Comment 20 Julien Nabet 2020-04-09 11:41:50 UTC
Backport on 6.3 branch waiting for Jenkins:
https://gerrit.libreoffice.org/c/core/+/91902
Comment 21 Commit Notification 2020-04-09 14:41:05 UTC
Julien Nabet committed a patch related to this issue.
It has been pushed to "libreoffice-6-3":

https://git.libreoffice.org/core/commit/ab0078509c352ee5d7b8ae5334d49f7c14fc26a5

tdf#129372: PPTX: error at SfxBaseModel::storeToStorage: 0x20d(row,col)

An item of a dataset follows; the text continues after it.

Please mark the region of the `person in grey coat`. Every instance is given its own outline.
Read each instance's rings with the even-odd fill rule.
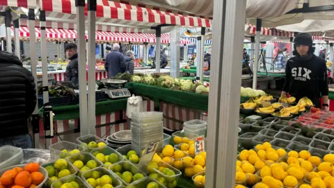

It will be available in 6.3.6.

The patch should be included in the daily builds available at
https://dev-builds.libreoffice.org/daily/ in the next 24-48 hours. More
information about daily builds can be found at:
https://wiki.documentfoundation.org/Testing_Daily_Builds

Affected users are encouraged to test the fix and report feedback.
Comment 22 Commit Notification 2020-04-09 15:26:07 UTC
Xisco Fauli committed a patch related to this issue.
It has been pushed to "master":

https://git.libreoffice.org/core/commit/ed3b44ef622bc87da2425322521c293c2a46a1c5

tdf#129372: Add unittest

It will be available in 7.0.0.

The patch should be included in the daily builds available at
https://dev-builds.libreoffice.org/daily/ in the next 24-48 hours. More
information about daily builds can be found at:
https://wiki.documentfoundation.org/Testing_Daily_Builds

Affected users are encouraged to test the fix and report feedback.
Comment 23 Xisco Faulí 2020-04-14 18:18:37 UTC
Verified in

Version: 7.0.0.0.alpha0+
Build ID: 35fc5ef0a759884b24ed8b83cd05702a0fab64cc
CPU threads: 4; OS: Linux 4.19; UI render: default; VCL: gtk3; 
Locale: en-US (en_US.UTF-8); UI-Language: en-US
Calc: threaded

@Julien, thanks for fixing this issue!